BQA — Proper Euthanasia for Cattle

K. Scott Jensen

Beef Quality Assurance

This is abbreviated and adapted, with permission, from “Understanding Euthanasia on the Farm,” originally printed in the Western Beef Resource Committee Cattle Producer’s Handbook, 4th edition, by G.W. Brumbaugh, J.J. England, and C.A. Hinds.

Key Points

  • Comes from a desire to do what’s best for the animal
  • Should be performed as humanely as possible
  • Requires proper training
  • Requires proper disposal of animal remains

The term euthanasia, derived from the Greek “eu” and “thanatos,” literally means “good death.” Termination of an animal’s life should be taken seriously and done in the most humane manner possible. Individuals performing euthanasia must be properly trained. Training should cover safety for humans and animals, proper techniques, regulatory requirements, and proper disposal.

The decision to euthanize should come out of a desire to do what is best for the animal. This decision should be made when an animal no longer functions or behaves in a natural manner, treatment options have been exhausted, and prolonged living will cause the animal to suffer.

Once the decision to euthanize has been made, it should be performed as compassionately as possible. It may not be possible to completely eliminate all associated pain, but every effort should be made to minimize the animal’s pain and distress and any other adverse effects it might be enduring. This is most likely to be achieved when one respects the animal’s best interests.

Acceptable methods of euthanasia consistently produce death when used alone. The chosen method should induce a rapid loss of consciousness; minimize pain and stress; and result in loss of brain, heart, and lung functions.

The most commonly acceptable method used for euthanizing on-farm cattle is a gunshot; however, a penetrating captive bolt can also be used. These methods cause a destruction of brain tissue which results in death.

It is not acceptable to euthanize cattle with manually applied blunt-force trauma to the head, by injection of nonlabeled chemicals, by injection of air into the circulatory system, by electrocution, or by drowning.

Important factors when using a firearm include caliber, projectile type, distance from the animal, accuracy of projectile placement, and the age and sex of the animal.

Handguns, rifles, and shotguns are all acceptable firearms.

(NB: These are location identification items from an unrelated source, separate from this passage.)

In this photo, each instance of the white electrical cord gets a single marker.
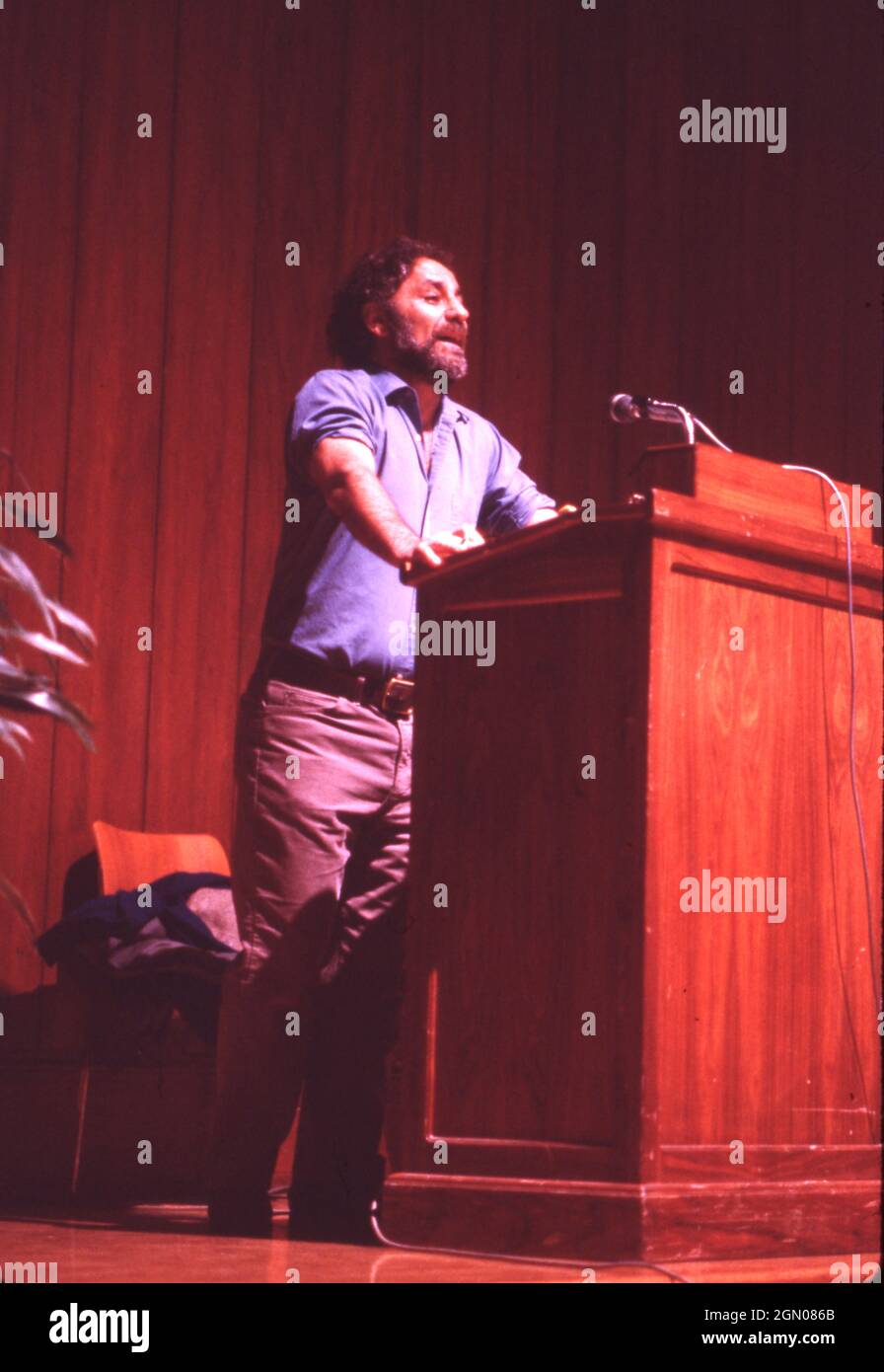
(824, 477)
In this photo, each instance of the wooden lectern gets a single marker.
(588, 1066)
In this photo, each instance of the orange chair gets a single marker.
(129, 859)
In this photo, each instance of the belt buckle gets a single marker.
(390, 685)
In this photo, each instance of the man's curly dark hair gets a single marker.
(374, 277)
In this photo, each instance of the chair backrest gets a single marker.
(129, 858)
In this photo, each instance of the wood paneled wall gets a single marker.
(316, 125)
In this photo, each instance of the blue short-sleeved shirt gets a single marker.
(333, 597)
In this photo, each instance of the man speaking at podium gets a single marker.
(386, 475)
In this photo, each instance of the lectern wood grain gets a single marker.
(725, 1095)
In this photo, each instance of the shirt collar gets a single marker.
(388, 383)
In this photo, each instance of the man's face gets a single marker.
(426, 323)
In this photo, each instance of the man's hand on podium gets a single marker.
(539, 516)
(433, 552)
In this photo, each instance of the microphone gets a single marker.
(626, 409)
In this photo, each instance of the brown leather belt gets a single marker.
(391, 695)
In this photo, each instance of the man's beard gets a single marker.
(425, 359)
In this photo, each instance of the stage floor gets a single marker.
(168, 1244)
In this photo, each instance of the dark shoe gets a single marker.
(325, 1214)
(239, 1217)
(312, 1228)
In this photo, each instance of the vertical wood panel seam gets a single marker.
(71, 337)
(257, 221)
(161, 418)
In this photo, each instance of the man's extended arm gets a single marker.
(342, 470)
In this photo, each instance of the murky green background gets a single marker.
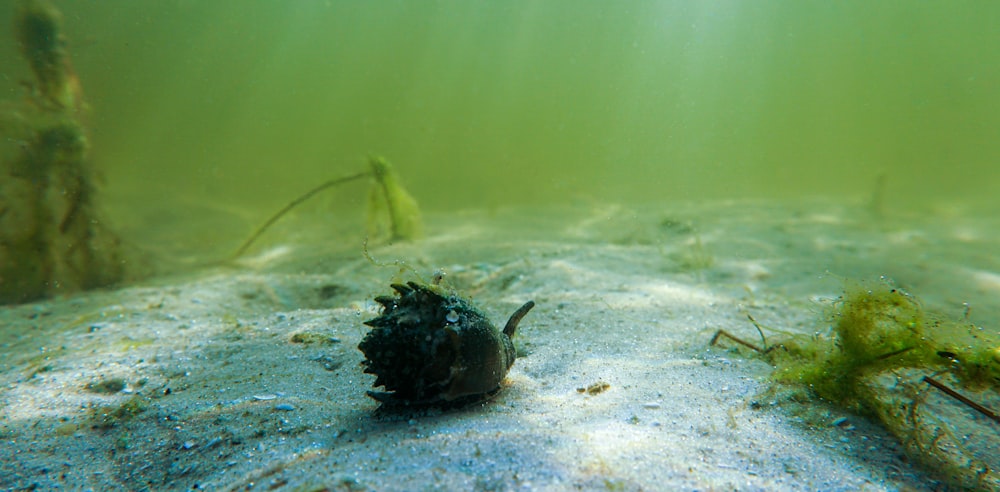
(242, 104)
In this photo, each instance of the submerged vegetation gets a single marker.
(52, 237)
(884, 353)
(392, 212)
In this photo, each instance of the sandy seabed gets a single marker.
(247, 376)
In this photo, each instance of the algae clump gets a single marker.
(890, 359)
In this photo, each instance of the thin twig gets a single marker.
(956, 395)
(724, 333)
(274, 218)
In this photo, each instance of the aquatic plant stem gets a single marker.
(962, 398)
(309, 194)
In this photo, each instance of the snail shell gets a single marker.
(430, 348)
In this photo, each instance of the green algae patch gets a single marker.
(931, 380)
(109, 416)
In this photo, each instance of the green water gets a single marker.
(243, 104)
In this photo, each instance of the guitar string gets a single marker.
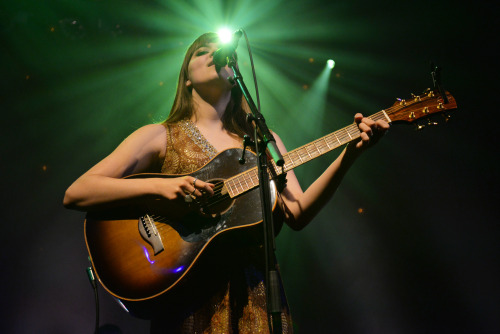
(218, 197)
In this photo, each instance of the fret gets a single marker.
(249, 179)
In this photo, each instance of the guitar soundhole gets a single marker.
(217, 204)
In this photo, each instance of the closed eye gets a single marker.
(201, 53)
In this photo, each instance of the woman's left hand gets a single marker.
(371, 131)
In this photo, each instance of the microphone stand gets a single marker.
(273, 292)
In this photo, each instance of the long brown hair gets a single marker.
(235, 115)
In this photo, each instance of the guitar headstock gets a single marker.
(421, 106)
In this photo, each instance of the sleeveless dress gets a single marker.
(239, 303)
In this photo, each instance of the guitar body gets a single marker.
(139, 255)
(162, 253)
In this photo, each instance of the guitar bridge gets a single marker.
(149, 232)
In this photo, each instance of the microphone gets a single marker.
(220, 56)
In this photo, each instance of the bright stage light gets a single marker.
(225, 35)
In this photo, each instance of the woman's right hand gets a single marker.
(180, 187)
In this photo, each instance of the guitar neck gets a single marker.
(249, 179)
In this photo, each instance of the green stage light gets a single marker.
(225, 35)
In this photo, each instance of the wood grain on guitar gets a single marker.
(144, 252)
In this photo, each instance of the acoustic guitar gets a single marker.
(149, 251)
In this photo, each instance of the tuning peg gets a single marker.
(429, 122)
(419, 126)
(446, 117)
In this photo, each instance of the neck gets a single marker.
(210, 110)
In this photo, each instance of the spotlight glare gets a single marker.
(225, 35)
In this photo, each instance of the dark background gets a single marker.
(421, 256)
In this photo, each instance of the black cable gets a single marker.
(90, 274)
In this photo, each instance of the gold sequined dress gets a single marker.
(238, 302)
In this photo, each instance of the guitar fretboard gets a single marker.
(249, 179)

The choice of which to use will depend on the distance from the animal at which it will be used. Recommended distance is 1–3 feet. Recommended calibers range from .22 to .45.

For calves, .22 long rifle shells are generally adequate. Mature animals typically have more dense bone and thus require the use of .22 magnum or larger calibers. Solid-point bullets are recommended over hollow points. If shotguns are used, 20, 16, and 12 are the recommended gauges. They should be used with slugs or birdshot that is number 6 or larger. You should be prepared for a follow-up gunshot if necessary.

The recommended placement of the gunshot or captive bolt is the middle of the forehead. This location can be determined by drawing an imaginary line from the outside corner of each eye to the center of the base of the opposite horn or equivalent position on polled animals (Figure 1). Placement of the shot should be at the intersection of these two lines. The firearm or captive bolt should be perpendicular to the skull at the point of entry.

Euthanasia of cattle
Figure 1. Recommended placement of gunshot or captive bolt for proper euthanasia of cattle. http://vetmed.iastate.edu/HumaneEuthanasia. Used with permission from Dr. Leslie Shearer and Dr. Jan Shearer.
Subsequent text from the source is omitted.